Subsequently, electrodiagnostic evaluation can be helpful in determining neurogenci from myopathic disease in an infant and further narrow the differential. This allows the provider to proceed with genetic testing and/or muscle biopsy for further evaluation.

In previously diagnosed patients, a multidisciplinary approach is warranted given the complex care of these patients.


Laboratory Studies

Creatine kinase

Creatine kinase (CK) level is typically either normal or mildly elevated (2–5 times the normal range) in all of the congenital myopathies. There is some suggestion that more moderately elevated levels can be seen in central core disease as well as asymptomatic carriers of the ryanodine receptor mutation in CCD.

If the CK level is very high (>5 times the upper limit of normal), this is suggestive of a muscular dystrophy.


Other Tests

Electromyography (EMG) and nerve conduction studies (NCS)

These studies test the electrical patterns of muscles and nerves. They can help to confirm the diagnosis, but results from these tests can be normal in a patient with congenital myopathy.  

The greatest value of EMG/NCS is to help exclude other causes of congenital myopathy. As such, these tests should be considered prior to a more costly, and invasive, muscle biopsy or focused genetic testing. EMG/NCS should be considered in all cases of congenital myopathy given that creatine kinase level is not typically suggestive of a muscle disease given its typically normal range of values.

In congenital myopathy, NCS findings can be normal or demonstrate low-amplitude responses in the motor nerve conduction studies in severe cases, while the EMG findings are either normal or show the typical small-amplitude, narrow-duration motor unit potentials (MUPs) that are seen in myopathies. Fibrillations and positive sharp waves are rare except in the more severe phenotypes.

Electrocardiography (ECG) and echocardiogram

Cardiac disease may be prominent in nemaline myopathy or, at times, in other congenital myopathies. Obtain an ECG when considering these diagnoses. Unless there are clinical symptoms, this testing is typically done after genetic or pathologic confirmation.

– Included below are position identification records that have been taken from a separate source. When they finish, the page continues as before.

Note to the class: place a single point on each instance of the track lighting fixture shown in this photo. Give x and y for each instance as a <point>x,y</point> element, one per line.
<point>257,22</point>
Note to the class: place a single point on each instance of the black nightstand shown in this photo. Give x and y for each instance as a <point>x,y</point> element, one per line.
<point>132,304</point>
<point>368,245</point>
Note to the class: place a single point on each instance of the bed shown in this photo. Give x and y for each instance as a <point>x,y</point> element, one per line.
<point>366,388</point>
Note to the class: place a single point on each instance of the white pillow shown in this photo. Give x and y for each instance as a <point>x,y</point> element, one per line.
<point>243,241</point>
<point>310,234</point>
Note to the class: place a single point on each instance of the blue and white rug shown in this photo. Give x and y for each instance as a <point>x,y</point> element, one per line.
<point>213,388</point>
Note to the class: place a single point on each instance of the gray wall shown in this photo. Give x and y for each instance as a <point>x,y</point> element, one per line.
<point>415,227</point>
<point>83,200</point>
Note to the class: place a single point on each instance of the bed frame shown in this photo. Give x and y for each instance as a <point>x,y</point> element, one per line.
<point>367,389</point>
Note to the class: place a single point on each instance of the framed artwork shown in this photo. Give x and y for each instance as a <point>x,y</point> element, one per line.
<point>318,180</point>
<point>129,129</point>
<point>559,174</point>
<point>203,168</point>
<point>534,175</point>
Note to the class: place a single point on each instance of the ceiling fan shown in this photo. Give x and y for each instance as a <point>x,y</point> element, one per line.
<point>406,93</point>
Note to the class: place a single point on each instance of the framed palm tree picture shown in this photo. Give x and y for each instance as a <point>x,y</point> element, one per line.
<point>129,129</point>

Pulmonary function studies/sleep studies

With the common respiratory weakness, evaluation for pulmonary function in appropriately aged patients is often warranted. The relationship to skeletal muscle weakness and respiratory weakness varies by the underlying disorder. As such, one should use symptology and genotype rather than muscle strength to direct when to obtain testing. Additionally, nocturnal hypoventilation often preceeds daytime symptoms but can be missed in a clinical encounter without directed questioning of patients.



Muscle biopsy

The utility of muscle biopsy has changed significantly over the past few decades. While traditionally the muscle biopsy would be an early step, and conducted prior to genetic testing, this trend is changing. With the cheaper, more rapid turnaround of genetic testing, looking to genotyping patients as first-line evaluations in patients who are not critically ill can be considered.

In critically ill neonates, a muscle biopsy may provide a category of disease as well as give some indication of severity based upon histopathologic features. However, genetic identification remains the ideal standard to allow for further counseling.

The biopsy should be conducted in a muscle that is weak but that retains bulk and some strength. Typically, the vastus lateralis remains an ideal muscle of choice. The evaluation should be undertaken at a facility skilled with both procuring, processing, and evaluating muscle biopsies given technical aspects can limit interpretation. Additionally, availability of muscle-specific testing and electron microspcopy can be helpful in diagnosis.

Finally, in infants and neonates who have mild symptoms, an early biopsy may be normal and need to be repeated years later after the pathologic features have been able to develop.


Imaging Studies

Muscle imaging is not typically performed in congenital myopathies.